Natural selection is, after all, a two way street. The “fittest” organisms are more successful and reproduce more so subsequent generations will have a higher proportion of these fitter individuals. Eventually the vast majority of the population will possess the fitter traits, at which point they are said to be “fixed.” But fittest doesn’t always mean better. Indeed, creating an organism costs time and effort and if corners can be cut without sacrificing fitness then doing so will be the best tactic. That’s why many cave dwelling animals have lost their eyesight; it simply isn’t useful in the darkness and so the energy it takes to grow eyes would be better spent elsewhere.
This loss of function occurs via negative selection, which can happen through two mechanisms. First, if a trait is particularly detrimental then those who possess it will die or not be as successful at reproduction, gradually removing it from the gene pool. This process not only eliminates harmful traits but also harmful mutations. If an organism suffers from a genetic defect which stops a crucial body part developing then they are unlikely to survive so this mutation will not be passed on. As a result of this negative selection not only removes harmful traits but also keep the gene pool pure. Which brings us on to the second process. If this genetic defect damages a part of the body which is useless then the organism can still survive to pass on this trait, allowing it to spread through the population and sometimes rise to fixation by pure chance. Alternatively, if not developing the trait is beneficial because it reduces the cost of building and maintaining the organism then positive selection could also become involved.

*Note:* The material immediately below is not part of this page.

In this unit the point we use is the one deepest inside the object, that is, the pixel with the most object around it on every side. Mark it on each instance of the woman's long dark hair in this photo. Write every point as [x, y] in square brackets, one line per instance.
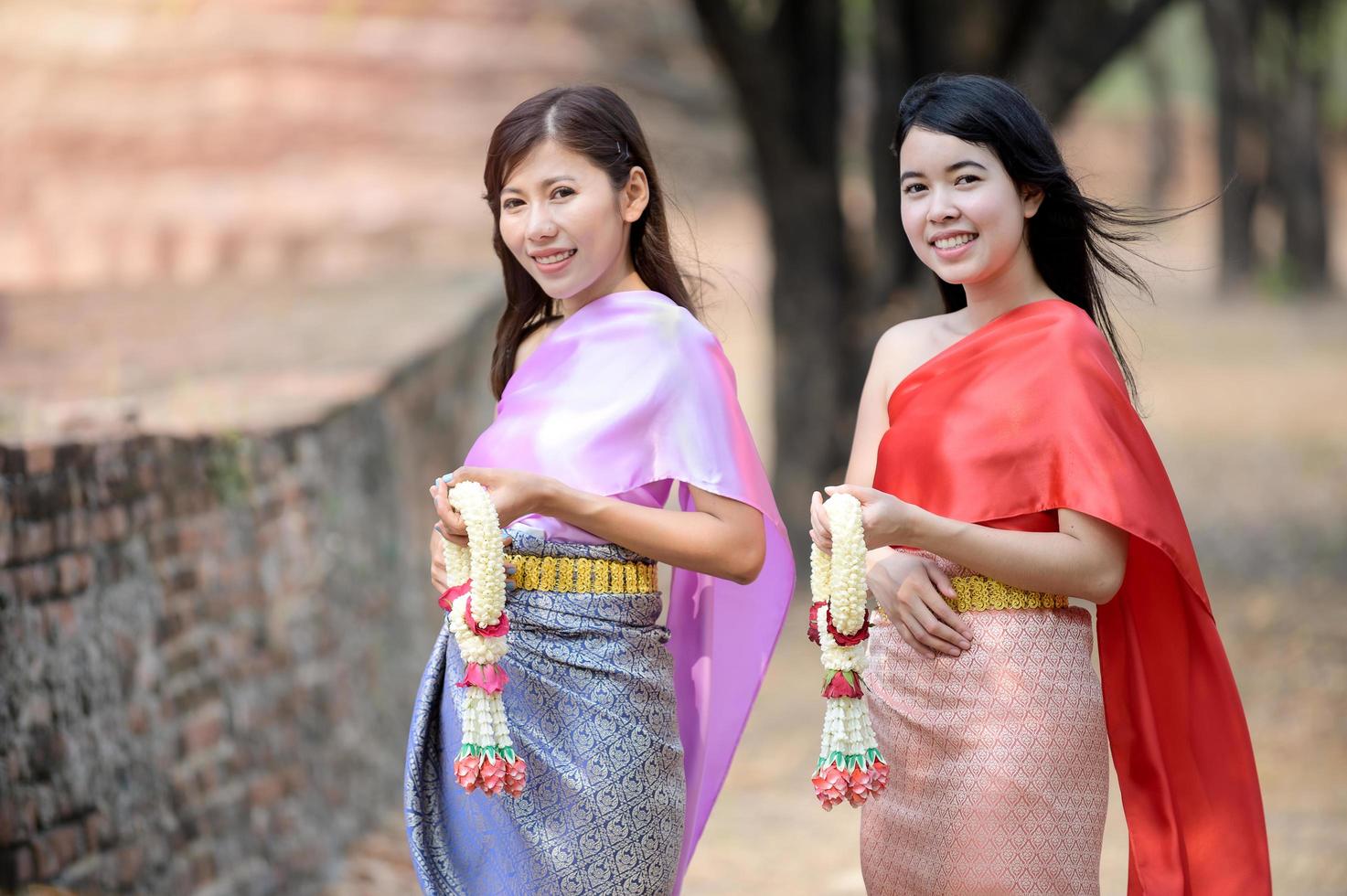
[598, 124]
[1073, 239]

This second process is known as a “relaxation” of negative selection (since it simply doesn’t bother removing bad traits, which is quite laid back) and appears to be the process by which our sense of smell is getting poorer. An international team of scientists studied the genomes of 1,301 individuals and found that genes associated with our sense of smell had more deleterious mutations than natural selection should allow. These mutations would severely compromise our olfactory ability, rendering many of our smell receptors useless. With no evidence of positive selection for these detrimental mutations the team was forced to conclude that this is a result of the relaxation of negative selection. Damaging our olfactory ability does not harm our chances of survival so they survive to be passed on.
Further, the researchers noted that the relaxed negative selection shows no signs of “tightening” and that we have not reached the point where these changes start to eat into our ability to survive. In other words, our sense of smell can continue to get worse and negative selection will still do nothing about it. Our sense of smell will continue to deteriorate. The researchers postulate that natural selection tolerates this “devolution” because our sense of smell isn’t as useful as it used to be. As I already mentioned, apes have focused more on their visual ability to better travel through trees. On top of that, we’re now bipedal and so our nose is a lot further from the ground than it used to be. We aren’t going to be smelling much up here.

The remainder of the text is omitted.